I've followed the directions on the Splunk site about stopping Splunk services and then installing over top of the existing installation (tar -xzf -C /opt/splunk) then starting Splunk services. The directions indicate you should be prompted as Splunk recognizes there's an install already and that it will attempt to upgrade your instance.
When I start Splunk it never prompts me to upgrade, furthermore it starts Splunk normally. I log into the web GUI and see 7.2.2 still. I looked in ~/etc/system/default and noticed none of the files were touched.
I tried both 7.2.6 and 7.2.5 tarballs, and got the same result. I completely uninstalled my 7.2.2 and reinstalled it, then tried to upgrade it again to no avail.
Am I missing a step?
With your command of tar -xzf -C /opt/splunk , can you confirm that the directory;
/opt/splunk/splunk does not exist?
Just to confirm that you are actually overwriting the files in /opt/splunk/bin et cetera.

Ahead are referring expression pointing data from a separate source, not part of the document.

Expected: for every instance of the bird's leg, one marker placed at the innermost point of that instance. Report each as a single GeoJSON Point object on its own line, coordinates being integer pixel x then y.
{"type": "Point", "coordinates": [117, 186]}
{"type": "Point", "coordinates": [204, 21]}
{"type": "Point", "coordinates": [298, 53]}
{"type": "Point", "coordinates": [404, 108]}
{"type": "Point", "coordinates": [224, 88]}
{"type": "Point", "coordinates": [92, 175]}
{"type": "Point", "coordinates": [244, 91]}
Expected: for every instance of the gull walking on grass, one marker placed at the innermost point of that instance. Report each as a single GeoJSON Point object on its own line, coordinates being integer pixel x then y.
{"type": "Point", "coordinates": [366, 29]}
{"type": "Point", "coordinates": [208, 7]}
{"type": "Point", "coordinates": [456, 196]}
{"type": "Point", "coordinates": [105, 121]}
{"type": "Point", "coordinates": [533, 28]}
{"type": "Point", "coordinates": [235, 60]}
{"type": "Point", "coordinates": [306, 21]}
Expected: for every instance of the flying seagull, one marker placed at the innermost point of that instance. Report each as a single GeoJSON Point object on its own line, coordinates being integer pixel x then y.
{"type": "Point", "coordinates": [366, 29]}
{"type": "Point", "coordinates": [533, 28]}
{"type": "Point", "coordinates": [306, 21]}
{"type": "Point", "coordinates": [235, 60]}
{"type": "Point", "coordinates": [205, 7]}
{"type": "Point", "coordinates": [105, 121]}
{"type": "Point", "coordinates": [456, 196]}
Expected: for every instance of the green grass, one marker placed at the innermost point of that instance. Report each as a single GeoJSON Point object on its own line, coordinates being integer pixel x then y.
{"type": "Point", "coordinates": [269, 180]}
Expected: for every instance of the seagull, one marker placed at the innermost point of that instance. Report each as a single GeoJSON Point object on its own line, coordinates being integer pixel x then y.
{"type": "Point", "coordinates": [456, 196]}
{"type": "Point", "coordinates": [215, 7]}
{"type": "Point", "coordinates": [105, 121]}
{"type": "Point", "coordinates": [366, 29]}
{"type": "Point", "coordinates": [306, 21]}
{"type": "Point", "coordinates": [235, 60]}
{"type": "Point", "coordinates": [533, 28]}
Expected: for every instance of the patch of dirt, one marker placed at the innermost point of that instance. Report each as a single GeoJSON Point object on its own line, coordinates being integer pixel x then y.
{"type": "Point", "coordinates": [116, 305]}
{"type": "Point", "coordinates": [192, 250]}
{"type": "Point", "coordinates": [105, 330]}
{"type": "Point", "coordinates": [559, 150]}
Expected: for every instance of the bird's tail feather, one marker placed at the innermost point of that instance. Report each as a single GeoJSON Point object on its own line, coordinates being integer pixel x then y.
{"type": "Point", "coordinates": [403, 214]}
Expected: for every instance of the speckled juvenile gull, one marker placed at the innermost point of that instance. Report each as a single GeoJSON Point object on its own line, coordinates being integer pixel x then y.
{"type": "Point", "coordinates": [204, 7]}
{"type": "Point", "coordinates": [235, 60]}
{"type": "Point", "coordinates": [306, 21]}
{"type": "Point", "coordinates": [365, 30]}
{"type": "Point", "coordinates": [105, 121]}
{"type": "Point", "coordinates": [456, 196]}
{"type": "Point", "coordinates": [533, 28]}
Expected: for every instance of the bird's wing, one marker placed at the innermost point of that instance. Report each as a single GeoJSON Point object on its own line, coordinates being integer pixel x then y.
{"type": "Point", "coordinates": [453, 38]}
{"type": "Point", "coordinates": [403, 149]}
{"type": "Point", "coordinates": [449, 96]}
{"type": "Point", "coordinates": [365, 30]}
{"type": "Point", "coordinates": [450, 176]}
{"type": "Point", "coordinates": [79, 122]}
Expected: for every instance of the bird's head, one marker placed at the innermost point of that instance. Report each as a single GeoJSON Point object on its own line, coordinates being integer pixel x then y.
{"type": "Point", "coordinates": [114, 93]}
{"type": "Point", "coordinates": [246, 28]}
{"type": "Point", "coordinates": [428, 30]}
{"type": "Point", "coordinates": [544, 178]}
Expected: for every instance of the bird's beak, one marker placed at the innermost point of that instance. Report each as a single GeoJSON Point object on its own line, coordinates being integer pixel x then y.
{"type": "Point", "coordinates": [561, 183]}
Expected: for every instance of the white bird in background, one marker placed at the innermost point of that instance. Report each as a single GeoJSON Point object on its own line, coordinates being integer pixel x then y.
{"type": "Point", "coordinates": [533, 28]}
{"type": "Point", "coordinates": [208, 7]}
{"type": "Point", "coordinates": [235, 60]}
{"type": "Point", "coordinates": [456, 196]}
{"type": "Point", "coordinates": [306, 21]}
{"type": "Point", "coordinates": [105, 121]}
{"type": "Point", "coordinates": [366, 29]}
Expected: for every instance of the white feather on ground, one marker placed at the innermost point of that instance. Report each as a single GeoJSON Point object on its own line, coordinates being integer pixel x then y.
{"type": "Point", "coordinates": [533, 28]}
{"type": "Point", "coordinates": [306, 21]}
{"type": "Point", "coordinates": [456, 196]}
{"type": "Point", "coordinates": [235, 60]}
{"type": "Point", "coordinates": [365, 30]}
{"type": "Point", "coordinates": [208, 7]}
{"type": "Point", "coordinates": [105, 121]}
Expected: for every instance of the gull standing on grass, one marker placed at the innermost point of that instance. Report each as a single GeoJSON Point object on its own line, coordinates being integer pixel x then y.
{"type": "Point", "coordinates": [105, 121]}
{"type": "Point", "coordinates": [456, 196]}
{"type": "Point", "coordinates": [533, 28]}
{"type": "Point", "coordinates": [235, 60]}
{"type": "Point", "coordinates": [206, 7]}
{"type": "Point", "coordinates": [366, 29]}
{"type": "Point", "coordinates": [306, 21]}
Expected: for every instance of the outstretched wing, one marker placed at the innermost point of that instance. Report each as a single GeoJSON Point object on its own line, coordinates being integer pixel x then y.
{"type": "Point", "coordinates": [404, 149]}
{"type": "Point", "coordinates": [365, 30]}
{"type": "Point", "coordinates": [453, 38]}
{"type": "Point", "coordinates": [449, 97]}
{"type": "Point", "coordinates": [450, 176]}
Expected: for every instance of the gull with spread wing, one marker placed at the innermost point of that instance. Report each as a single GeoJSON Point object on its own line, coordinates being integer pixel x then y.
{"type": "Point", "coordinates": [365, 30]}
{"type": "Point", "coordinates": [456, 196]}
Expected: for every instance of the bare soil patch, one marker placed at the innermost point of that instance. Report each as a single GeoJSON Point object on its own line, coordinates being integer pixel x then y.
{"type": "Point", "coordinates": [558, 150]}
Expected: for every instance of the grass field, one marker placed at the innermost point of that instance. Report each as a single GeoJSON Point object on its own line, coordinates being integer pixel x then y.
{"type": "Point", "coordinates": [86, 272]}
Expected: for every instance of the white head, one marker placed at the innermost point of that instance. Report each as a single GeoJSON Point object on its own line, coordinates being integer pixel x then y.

Normally I've seen the -C option to tar been:
tar -xzf splunkinstallation.tar.gz -C /opt
With your command of tar -xzf -C /opt/splunk , can you confirm that the directory;
/opt/splunk/splunk does not exist?
Just to confirm that you are actually overwriting the files in /opt/splunk/bin et cetera.
Normally I've seen the -C option to tar been:
tar -xzf splunkinstallation.tar.gz -C /opt
Yes this worked. I must've underestimated the splunk overwriting capability. The '-C /opt' instead of '-C /opt/splunk' worked flawlessly for me.
Thanks.
For education, I want to highlight that this was more about how the tar
command works than Splunk. Some installers (like .exe
, .msi
, .rpm
) will detect and overwrite. The tar
command simply unpacks the compressed package (like a .zip
file) and that's why it's imperative to do that unpacking such that the files overwrite the existing installation. If not, then you'll simply be creating a new Splunk install at another folder.
@MFiller90 I've turned this into an answer so you can accept it. Thanks
Yes, however since it's a test system I opted not to backup. It was Stop, Deploy new tarball, Start.